In 2016, HKE decided to reorganize the company and spin off various departments to different private equity investors. Some players, including private equity firms KKR, HVJ Holdings and JIP, have also jumped on the bandwagon. In 2017, private equity firm KKR acquired Hitachi International, paying $2.3 billion for the entire business. Thin Film Process Solutions remains 100% owned by KKR, while the Video and Communications businesses were spun off into an independent company.

Not long after, in July 2019, Applied Materials announced that it wanted to acquire the new Kokusai Electric, the thin film process solutions business only, for $2.2 billion (later raising the offer 59% to $3.5 billion in 2021). The acquisition was subject to antitrust review, and AMAT halted the acquisition after two years of waiting for approval from Chinese authorities.

After five years of holding, KKR turned to an exit through the KE IPO. KKR will sell 30% of KE's shares in secondary transactions, and KE will no longer issue additional shares or raise funds.

International Electric ("KE") positions itself as an expert in thin film deposition. Specifically, KE sells batch deposition tools, with a particular focus on batch atomic layer deposition (ALD), the most selective/precise form of deposition.
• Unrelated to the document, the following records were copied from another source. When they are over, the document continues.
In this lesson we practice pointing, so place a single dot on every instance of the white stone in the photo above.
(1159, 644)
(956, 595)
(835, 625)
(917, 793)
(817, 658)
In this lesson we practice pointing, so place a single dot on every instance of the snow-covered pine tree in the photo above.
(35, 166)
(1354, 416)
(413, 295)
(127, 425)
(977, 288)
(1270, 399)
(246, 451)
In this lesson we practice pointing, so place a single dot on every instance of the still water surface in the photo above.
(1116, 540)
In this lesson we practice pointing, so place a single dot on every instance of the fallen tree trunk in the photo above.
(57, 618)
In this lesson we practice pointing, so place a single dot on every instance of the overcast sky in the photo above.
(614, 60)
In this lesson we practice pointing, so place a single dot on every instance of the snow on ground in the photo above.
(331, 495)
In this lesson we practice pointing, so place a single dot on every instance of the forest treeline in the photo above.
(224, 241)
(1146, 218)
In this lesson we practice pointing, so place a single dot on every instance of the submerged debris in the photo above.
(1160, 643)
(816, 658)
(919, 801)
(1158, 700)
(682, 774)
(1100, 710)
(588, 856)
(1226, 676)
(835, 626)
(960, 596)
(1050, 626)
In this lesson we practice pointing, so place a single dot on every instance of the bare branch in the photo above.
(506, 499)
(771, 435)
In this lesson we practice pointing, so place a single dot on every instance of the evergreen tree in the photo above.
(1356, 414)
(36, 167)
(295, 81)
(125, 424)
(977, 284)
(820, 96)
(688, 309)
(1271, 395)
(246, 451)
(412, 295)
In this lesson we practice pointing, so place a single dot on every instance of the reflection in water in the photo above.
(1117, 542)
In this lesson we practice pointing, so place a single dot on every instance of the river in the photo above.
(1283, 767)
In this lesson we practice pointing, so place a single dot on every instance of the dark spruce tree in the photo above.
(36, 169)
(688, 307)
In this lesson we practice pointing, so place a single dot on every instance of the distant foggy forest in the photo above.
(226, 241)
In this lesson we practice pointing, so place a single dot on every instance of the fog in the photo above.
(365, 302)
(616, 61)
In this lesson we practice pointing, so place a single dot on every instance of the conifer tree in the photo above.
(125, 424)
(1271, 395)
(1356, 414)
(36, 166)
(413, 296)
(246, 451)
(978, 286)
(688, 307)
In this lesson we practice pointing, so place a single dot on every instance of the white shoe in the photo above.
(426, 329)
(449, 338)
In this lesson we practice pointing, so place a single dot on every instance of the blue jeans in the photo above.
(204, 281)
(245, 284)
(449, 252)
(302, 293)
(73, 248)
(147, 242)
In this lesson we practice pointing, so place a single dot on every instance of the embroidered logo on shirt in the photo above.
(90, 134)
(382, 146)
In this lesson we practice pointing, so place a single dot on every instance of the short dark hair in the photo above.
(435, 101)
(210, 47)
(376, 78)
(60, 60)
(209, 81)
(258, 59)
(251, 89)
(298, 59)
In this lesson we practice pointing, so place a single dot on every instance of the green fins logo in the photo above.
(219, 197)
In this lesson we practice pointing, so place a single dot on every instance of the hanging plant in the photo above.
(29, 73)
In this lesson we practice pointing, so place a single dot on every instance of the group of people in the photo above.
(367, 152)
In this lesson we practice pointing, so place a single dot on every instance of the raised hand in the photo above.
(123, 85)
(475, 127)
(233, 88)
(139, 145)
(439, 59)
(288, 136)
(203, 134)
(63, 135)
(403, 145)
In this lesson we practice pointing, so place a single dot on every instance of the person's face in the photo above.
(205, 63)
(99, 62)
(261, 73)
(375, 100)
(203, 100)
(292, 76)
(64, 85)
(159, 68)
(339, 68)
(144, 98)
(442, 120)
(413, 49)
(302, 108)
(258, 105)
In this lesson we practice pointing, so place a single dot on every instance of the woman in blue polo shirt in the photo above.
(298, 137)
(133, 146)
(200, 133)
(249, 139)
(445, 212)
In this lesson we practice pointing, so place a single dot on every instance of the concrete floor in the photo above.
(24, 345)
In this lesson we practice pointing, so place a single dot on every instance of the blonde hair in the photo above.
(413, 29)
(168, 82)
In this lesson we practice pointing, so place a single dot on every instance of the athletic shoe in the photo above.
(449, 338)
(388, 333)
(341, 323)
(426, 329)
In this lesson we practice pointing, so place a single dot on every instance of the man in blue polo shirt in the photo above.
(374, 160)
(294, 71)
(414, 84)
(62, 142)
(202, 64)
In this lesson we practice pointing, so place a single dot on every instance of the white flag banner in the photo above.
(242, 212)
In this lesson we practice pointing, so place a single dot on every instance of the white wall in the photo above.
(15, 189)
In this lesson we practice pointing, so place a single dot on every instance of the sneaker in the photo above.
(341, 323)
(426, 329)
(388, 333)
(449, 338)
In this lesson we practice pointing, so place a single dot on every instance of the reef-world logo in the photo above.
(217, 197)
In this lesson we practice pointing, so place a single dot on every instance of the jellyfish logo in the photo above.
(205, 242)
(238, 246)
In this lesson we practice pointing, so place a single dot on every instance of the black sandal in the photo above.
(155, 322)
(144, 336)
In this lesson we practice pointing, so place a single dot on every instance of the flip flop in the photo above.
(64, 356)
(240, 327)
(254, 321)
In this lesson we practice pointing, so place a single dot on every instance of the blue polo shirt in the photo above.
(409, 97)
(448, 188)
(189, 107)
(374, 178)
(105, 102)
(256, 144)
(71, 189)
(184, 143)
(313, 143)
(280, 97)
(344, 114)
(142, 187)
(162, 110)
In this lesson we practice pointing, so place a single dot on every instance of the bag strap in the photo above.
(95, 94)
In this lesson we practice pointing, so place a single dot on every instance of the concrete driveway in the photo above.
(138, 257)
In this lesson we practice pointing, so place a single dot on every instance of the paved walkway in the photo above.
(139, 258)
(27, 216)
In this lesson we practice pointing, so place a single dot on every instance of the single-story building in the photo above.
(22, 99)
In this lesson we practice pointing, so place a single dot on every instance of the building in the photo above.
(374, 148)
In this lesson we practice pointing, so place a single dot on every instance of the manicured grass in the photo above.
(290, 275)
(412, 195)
KE is also involved in surface treatment but lags far behind deposition in terms of revenue.

About 30% of their revenue is also related to services, but it should be noted that part of KE's services segment is the sale of traditional 200mm equipment. This means KE currently has lower service intensity than other deposition players, which is good for the fab's total cost of ownership (TCO) but could be a financial drag. Having said that, KE's new mini-batch tool has 4x the service attach rate and is the best TCO tool they have ever released.

KE focuses more on the storage business, with NAND being the largest application for its equipment, followed by DRAM, and then logic. With the adoption of Gate All around, that may start to change.

KE's expertise does not cover all chemical vapor deposition (CVD) and atomic layer deposition (ALD), but specifically batchCVD/ALD tools. Other major tool manufacturers (Tokyo Electronics, Applied Materials, Lam Research, ASMI) all offer ALD tools, but they mainly focus on single-wafer products, i.e. processing 1 wafer per chamber, rather than multiple (batch) ) wafer. KE dominates the batch ALD process with about 70% of the market share, with the remainder mainly belonging to TEL (and ASMI).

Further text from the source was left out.